Nuova mossa di UniCredit nel risiko bancario europeo. Il gruppo guidato da Andrea Orcel ha annunciato di aver stipulato contratti derivati per raddoppiare circa la sua partecipazione nella banca greca Alpha Bank, portandola a quasi il 20%. UniCredit ha dichiarato che richiederà l’approvazione dell’autorità di vigilanza per superare la soglia del 10% e raggiungere una partecipazione fino al 29,9%.
Dopo l’acquisto di quasi il 30% di Commerzbank, l’Ops su Banco Bpm, le posizioni acquisite in Generali (oltre il 6,5%) il gruppo bancario che si avvia a chiudere un altro anno record con oltre 9 miliardi di utili netti nel 2025, avvia un nuovo fronte in Grecia.
Il fronte italiano
Una mossa che arriva nel pieno del caos per le condizioni imposte del golden power all’acquisizione prospettata di Banco Bpm.
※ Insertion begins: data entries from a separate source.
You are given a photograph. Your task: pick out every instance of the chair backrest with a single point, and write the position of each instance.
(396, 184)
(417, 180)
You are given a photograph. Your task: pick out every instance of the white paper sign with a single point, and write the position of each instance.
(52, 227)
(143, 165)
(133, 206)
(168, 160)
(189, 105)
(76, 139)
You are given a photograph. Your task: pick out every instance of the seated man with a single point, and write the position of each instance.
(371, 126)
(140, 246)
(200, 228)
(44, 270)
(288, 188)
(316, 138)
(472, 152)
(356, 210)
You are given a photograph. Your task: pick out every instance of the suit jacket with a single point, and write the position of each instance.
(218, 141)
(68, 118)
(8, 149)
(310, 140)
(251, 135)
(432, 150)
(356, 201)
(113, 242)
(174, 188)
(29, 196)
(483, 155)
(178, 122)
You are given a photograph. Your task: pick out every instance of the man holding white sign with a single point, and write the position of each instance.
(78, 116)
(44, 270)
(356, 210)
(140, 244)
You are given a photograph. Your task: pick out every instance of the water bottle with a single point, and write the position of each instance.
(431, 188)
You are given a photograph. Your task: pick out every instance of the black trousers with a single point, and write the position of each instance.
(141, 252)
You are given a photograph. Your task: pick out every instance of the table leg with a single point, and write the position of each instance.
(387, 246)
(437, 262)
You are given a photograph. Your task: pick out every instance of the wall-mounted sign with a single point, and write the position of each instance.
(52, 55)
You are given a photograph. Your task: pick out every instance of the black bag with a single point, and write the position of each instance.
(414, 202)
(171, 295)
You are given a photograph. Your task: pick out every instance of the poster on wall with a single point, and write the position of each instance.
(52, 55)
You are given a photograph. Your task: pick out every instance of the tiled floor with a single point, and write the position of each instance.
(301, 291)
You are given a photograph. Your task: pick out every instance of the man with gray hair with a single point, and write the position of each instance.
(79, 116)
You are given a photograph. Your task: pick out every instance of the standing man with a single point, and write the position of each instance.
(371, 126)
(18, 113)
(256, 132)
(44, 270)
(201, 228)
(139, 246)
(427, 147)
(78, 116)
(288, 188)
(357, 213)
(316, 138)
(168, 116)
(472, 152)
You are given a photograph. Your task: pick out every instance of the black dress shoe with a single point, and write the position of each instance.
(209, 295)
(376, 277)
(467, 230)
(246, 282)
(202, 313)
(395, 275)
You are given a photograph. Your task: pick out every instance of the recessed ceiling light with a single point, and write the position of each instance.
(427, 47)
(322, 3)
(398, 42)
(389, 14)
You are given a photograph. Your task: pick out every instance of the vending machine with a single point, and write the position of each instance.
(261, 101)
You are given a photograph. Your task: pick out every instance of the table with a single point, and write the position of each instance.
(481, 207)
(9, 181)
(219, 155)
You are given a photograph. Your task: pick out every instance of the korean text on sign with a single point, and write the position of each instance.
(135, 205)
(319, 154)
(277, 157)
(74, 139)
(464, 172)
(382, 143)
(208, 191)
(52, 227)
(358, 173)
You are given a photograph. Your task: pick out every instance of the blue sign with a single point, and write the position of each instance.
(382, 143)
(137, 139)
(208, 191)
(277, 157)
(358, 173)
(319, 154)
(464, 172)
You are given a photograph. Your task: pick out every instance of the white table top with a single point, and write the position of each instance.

L’aggregazione tra UniCredit e Banco Bpm, ha detto nelle ultime ore Orcel, è «un’operazione valida industrialmente, valida strategicamente, però si scontra su visioni diverse che rendono l’operazione de facto non economica», ha aggiunto Orcel, facendo riferimento ai paletti fissati dal governo con il golden power, che comportano «ostacoli legali» che rendono possibile soddisfare le prescrizioni o «un aumento del costo economico per fare l’operazione».